Using coordinates as targets¶
With sklearn-xarray you can easily point an sklearn estimator to a
coordinate in an xarray DataArray or Dataset in order to use it as a target
for supervised learning. This is achieved with a Target
object:
>>> from sklearn_xarray import wrap, Target
>>> from sklearn_xarray.datasets import load_digits_dataarray
>>> from sklearn.linear_model.logistic import LogisticRegression
>>>
>>> X = load_digits_dataarray()
>>> y = Target(coord='digit')(X)
>>> X
<xarray.DataArray (sample: 1797, feature: 64)>
array([[ 0., 0., 5., ..., 0., 0., 0.],
[ 0., 0., 0., ..., 10., 0., 0.],
[ 0., 0., 0., ..., 16., 9., 0.],
...,
[ 0., 0., 1., ..., 6., 0., 0.],
[ 0., 0., 2., ..., 12., 0., 0.],
[ 0., 0., 10., ..., 12., 1., 0.]])
Coordinates:
* sample (sample) int64 0 1 2 3 4 5 6 ... 1790 1791 1792 1793 1794 1795 1796
* feature (feature) int64 0 1 2 3 4 5 6 7 8 9 ... 55 56 57 58 59 60 61 62 63
digit (sample) int64 0 1 2 3 4 5 6 7 8 9 0 1 ... 7 9 5 4 8 8 4 9 0 8 9 8
>>> y
sklearn_xarray.Target with data:
<xarray.DataArray 'digit' (sample: 1797)>
array([0, 1, 2, ..., 8, 9, 8])
Coordinates:
* sample (sample) int64 0 1 2 3 4 5 6 ... 1790 1791 1792 1793 1794 1795 1796
digit (sample) int64 0 1 2 3 4 5 6 7 8 9 0 1 ... 7 9 5 4 8 8 4 9 0 8 9 8
The target can point to any DataArray or Dataset that contains the specified coordinate, simply by calling the target with the Dataset/DataArray as an argument. When you construct a target without specifying a coordinate, the target data will be the Dataset/DataArray itself.

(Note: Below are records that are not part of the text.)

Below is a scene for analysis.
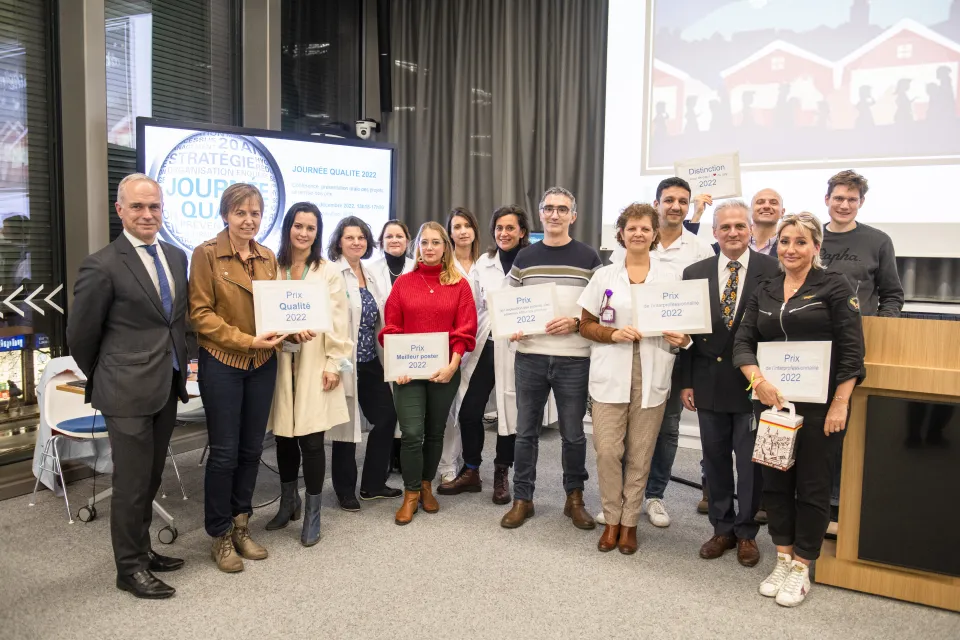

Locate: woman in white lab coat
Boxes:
[364,219,417,472]
[579,203,690,554]
[437,205,530,504]
[327,216,403,511]
[364,220,416,300]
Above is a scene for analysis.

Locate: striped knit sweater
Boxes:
[510,240,602,358]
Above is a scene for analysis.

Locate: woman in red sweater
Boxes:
[380,222,477,524]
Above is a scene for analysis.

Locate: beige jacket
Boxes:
[267,261,353,438]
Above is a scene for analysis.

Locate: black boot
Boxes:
[267,480,302,531]
[300,493,320,547]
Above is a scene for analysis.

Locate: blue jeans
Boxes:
[197,348,277,537]
[513,353,590,500]
[645,358,683,500]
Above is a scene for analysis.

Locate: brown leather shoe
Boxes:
[500,500,533,529]
[737,540,760,567]
[393,490,420,525]
[437,467,483,496]
[420,480,440,513]
[230,513,267,560]
[617,525,637,556]
[700,536,737,560]
[597,524,620,553]
[697,482,710,515]
[563,489,597,529]
[493,464,510,504]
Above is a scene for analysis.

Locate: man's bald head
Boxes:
[752,189,783,225]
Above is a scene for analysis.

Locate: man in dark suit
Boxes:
[67,174,188,598]
[680,200,778,567]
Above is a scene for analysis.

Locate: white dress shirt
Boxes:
[123,229,176,303]
[717,249,750,317]
[650,228,726,282]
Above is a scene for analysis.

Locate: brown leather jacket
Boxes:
[190,228,277,363]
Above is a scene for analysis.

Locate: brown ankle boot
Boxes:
[420,480,440,513]
[597,524,620,553]
[210,526,243,573]
[493,464,510,504]
[617,525,637,555]
[393,490,420,525]
[563,489,597,529]
[230,513,267,560]
[500,500,533,529]
[437,467,483,496]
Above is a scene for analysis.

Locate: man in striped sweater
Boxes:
[500,187,601,529]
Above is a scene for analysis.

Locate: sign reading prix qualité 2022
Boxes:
[150,132,284,253]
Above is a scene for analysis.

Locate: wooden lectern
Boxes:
[816,318,960,611]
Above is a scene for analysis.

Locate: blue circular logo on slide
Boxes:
[151,132,284,253]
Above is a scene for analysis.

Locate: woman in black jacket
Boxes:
[733,213,863,607]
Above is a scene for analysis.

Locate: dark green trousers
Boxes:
[393,369,460,491]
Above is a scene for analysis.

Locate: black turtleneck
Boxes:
[497,244,520,274]
[383,251,407,284]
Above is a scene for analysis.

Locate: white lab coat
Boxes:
[328,256,389,442]
[579,259,677,409]
[363,254,417,300]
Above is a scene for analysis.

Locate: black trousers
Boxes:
[697,409,763,540]
[334,358,397,496]
[276,431,327,495]
[104,371,180,575]
[457,340,517,468]
[756,403,841,562]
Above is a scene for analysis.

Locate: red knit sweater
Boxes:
[380,264,477,357]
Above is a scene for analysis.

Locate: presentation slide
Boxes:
[603,0,960,257]
[137,119,393,255]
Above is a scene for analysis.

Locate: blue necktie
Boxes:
[143,244,180,371]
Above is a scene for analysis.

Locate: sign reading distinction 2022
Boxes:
[138,121,393,254]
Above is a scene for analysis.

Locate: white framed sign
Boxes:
[673,151,743,200]
[487,283,557,338]
[383,331,450,382]
[630,278,713,336]
[253,280,333,335]
[754,340,833,404]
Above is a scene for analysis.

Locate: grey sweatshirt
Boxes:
[820,222,903,318]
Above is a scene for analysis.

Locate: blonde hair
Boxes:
[777,211,823,269]
[413,221,463,284]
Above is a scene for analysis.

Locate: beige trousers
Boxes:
[593,343,666,527]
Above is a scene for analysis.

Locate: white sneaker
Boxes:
[643,498,670,527]
[777,560,810,607]
[760,551,793,598]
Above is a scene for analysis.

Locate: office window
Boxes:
[0,0,65,436]
[104,0,242,239]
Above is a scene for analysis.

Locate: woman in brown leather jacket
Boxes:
[190,183,290,572]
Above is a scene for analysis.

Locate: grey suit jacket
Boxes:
[67,235,188,417]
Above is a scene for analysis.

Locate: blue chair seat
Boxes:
[54,413,107,436]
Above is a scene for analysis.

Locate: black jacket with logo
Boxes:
[733,269,865,415]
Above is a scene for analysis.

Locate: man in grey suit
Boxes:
[67,173,188,598]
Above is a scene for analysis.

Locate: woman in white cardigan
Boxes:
[267,202,353,547]
[579,203,690,554]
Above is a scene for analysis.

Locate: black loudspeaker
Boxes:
[377,0,393,113]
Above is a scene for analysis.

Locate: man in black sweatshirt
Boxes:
[820,171,903,318]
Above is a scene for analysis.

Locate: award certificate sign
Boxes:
[630,278,713,336]
[673,152,743,200]
[383,331,450,382]
[253,280,333,335]
[753,341,832,404]
[487,283,557,339]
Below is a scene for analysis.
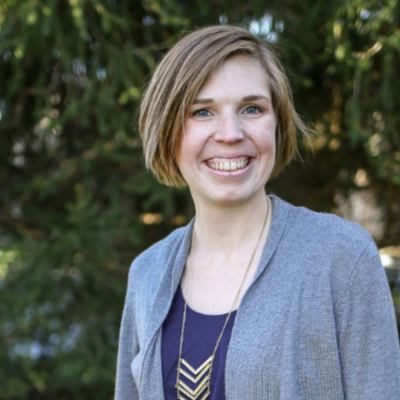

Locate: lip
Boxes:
[203,155,255,177]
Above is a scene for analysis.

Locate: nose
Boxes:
[214,113,244,143]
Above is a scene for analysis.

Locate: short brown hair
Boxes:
[139,25,307,187]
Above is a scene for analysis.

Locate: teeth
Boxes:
[207,159,249,171]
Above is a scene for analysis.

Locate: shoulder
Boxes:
[274,198,376,257]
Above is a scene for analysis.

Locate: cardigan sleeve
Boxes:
[338,242,400,400]
[114,285,139,400]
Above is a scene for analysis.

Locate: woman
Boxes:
[115,26,400,400]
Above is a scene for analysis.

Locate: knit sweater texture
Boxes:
[115,196,400,400]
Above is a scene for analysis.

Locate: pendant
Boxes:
[176,356,214,400]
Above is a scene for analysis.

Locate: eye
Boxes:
[193,108,211,117]
[244,106,261,114]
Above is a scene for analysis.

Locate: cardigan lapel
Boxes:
[140,219,194,399]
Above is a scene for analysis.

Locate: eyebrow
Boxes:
[193,94,271,104]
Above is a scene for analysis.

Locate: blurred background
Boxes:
[0,0,400,400]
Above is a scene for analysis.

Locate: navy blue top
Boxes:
[161,286,236,400]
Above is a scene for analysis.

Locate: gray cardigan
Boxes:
[115,196,400,400]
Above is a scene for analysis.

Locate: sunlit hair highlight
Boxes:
[139,25,307,187]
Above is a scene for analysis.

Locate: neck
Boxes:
[190,192,271,264]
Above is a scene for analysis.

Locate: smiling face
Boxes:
[177,55,276,209]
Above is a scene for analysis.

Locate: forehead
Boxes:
[196,54,270,97]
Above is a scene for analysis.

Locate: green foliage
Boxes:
[0,0,400,400]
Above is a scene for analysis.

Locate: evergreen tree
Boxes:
[0,0,400,400]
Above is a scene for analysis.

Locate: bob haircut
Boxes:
[139,25,308,187]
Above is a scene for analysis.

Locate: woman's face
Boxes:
[177,55,276,205]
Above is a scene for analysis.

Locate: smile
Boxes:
[206,157,250,171]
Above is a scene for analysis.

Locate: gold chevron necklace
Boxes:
[175,196,271,400]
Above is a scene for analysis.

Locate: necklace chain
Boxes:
[175,196,271,399]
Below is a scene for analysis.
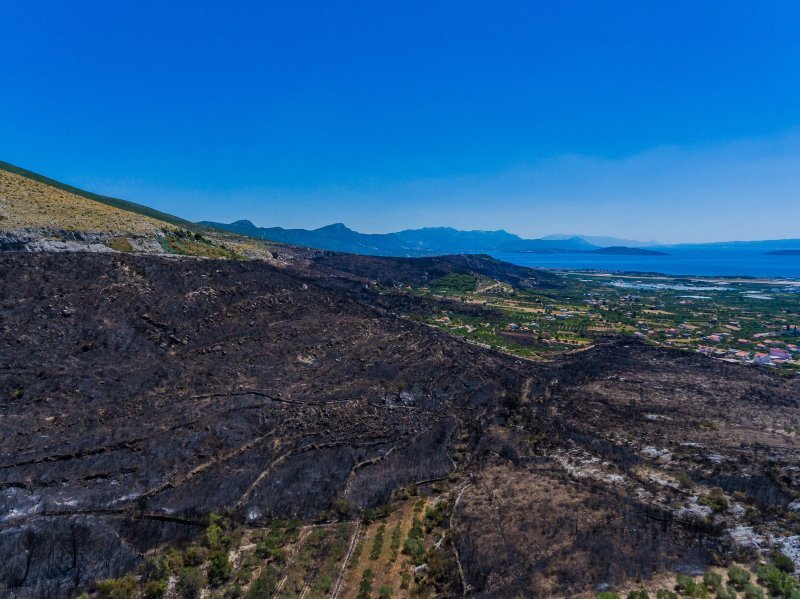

The Target object can be used as a target for a wrapped estimator in accordance with sklearn’s usual syntax:
>>> wrapper = wrap(LogisticRegression())
>>> wrapper.fit(X, y)
EstimatorWrapper(...)
>>> wrapper.score(X, y)
1.0
Note
You don’t have to assign the Target to any data, the wrapper’s fit method
will automatically call y(X)
.
Pre-processing¶
In some cases, it is necessary to pre-process the coordinate before it can be
used as a target. For this, the constructor takes a transform_func
parameter
which can be used with the fit_transform
method of transformers in
sklearn.preprocessing
(and also any other object implementing the sklearn
transformer interface):
>>> from sklearn.neural_network import MLPClassifier
>>> from sklearn.preprocessing import LabelBinarizer
>>>
>>> y = Target(coord='digit', transform_func=LabelBinarizer().fit_transform)(X)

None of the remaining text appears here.